Last week, my partner (Kevyn), my five-month old son (Niko), and I weathered a ten-hour road-trip to Ann Arbor...and back. Cars are not my friends. Motion is not my friend. Ten hours of Kevyn's mixed music CDs - not my friends. On long trips, we often break up the music with comedy CDs. But once you've heard the same joke, oh, twenty-seven times, it gets pretty boring. This time, we were armed with podcasts. Kevyn's an ecologist, so we had several science podcasts ready and waiting. Being a thoughtful guy, he also downloaded a bunch of poetry podcasts, too, mostly from Poetry Magazine.
I'm always wagging my finger at people saying "Poetry is meant to be read out loud" in my firmest old-lady scolding voice (sorry old ladies, but you know you like to scold sometimes). And the victims of my finger-wagging are probably thinking "yeah, yeah, yeah, but how do I know how the poet wants it to be read?" Well, I've got an answer for you kids, sort of. Poetry podcasts! We listened to Carolyn Forche and Kim Addonizio, well known contemporary poets. We also heard one of my new favorite poets, Jill Alexander Essbaum. And, you can listen to old and new poets online anytime! They may not be called "podcasts" technically, but poetryfoundation.org and poets.org are two websites just hanging out waiting for your fingertips to press "play."
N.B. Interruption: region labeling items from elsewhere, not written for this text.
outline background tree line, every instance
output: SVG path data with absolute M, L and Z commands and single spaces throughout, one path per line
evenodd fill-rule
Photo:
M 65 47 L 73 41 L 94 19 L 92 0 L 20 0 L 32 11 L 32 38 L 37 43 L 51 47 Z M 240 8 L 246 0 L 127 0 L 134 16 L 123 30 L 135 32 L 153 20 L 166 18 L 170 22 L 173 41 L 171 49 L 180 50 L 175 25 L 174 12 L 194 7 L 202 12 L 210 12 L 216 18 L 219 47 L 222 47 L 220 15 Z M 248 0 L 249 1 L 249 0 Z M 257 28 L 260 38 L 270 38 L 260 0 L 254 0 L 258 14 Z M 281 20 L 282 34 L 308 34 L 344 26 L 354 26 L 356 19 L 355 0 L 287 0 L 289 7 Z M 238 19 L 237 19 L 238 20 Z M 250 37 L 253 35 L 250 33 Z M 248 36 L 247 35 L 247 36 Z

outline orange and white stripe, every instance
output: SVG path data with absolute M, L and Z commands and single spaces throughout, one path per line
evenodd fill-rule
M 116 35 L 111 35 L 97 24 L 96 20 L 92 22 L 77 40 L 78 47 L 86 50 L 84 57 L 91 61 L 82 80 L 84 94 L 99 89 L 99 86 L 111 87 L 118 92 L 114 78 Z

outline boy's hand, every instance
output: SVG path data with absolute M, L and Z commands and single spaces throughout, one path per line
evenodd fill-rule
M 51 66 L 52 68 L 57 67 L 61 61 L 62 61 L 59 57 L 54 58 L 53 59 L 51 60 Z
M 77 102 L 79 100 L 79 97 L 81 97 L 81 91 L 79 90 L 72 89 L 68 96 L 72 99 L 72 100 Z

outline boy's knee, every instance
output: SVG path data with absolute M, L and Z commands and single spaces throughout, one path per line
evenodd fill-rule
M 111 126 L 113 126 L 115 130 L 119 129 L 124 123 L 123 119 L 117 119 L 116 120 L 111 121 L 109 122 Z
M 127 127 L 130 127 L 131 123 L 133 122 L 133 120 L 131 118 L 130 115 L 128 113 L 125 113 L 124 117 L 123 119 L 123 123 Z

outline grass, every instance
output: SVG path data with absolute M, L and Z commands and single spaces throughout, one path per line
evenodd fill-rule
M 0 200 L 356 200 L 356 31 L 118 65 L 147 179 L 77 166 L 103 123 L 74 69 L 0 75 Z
More than hearing poems read by the poets who wrote them (which is totally awesome), poetry podcasts also have people talking about poetry. One podcast included three or four men talking about an eight-line William Carlos Williams poem for twenty-eight minutes. It was divine. Another podcast included a brief telephone interview with a critic of Williams. All of a sudden, for good or bad, I am engrossed with Williams. A third podcast involved the editors of Poetry Magazine conversing over the telephone with a woman in a retirement community. She and her fellow residents have a poetry club (so cool), and they were pretty peeved with Poetry Mag! Obtuse, she said. Meaningless words. And the editors actually had a dialogue with her! They asked her what her poetry group did and didn't like about the current issue. They gently answered her critiques with their own thoughts. Kevyn said "I really like these guys; they're not pretentious." Poetry podcasts are sweet. They're down-to-earth and often novice-friendly.
As a poet and poetry editor, I'm obsessed with this new way of bringing poetry to the people. At damselfly press, we're just beginning to jump the audio wagon. As I listened to my poets' recordings for our July issue, I got chills. It's mesmerizing and enlightening when you hear a poet read her work. When you read a poem, you put emphasis where you think it ought to be, but when you hear the poet read it herself, its magnificent.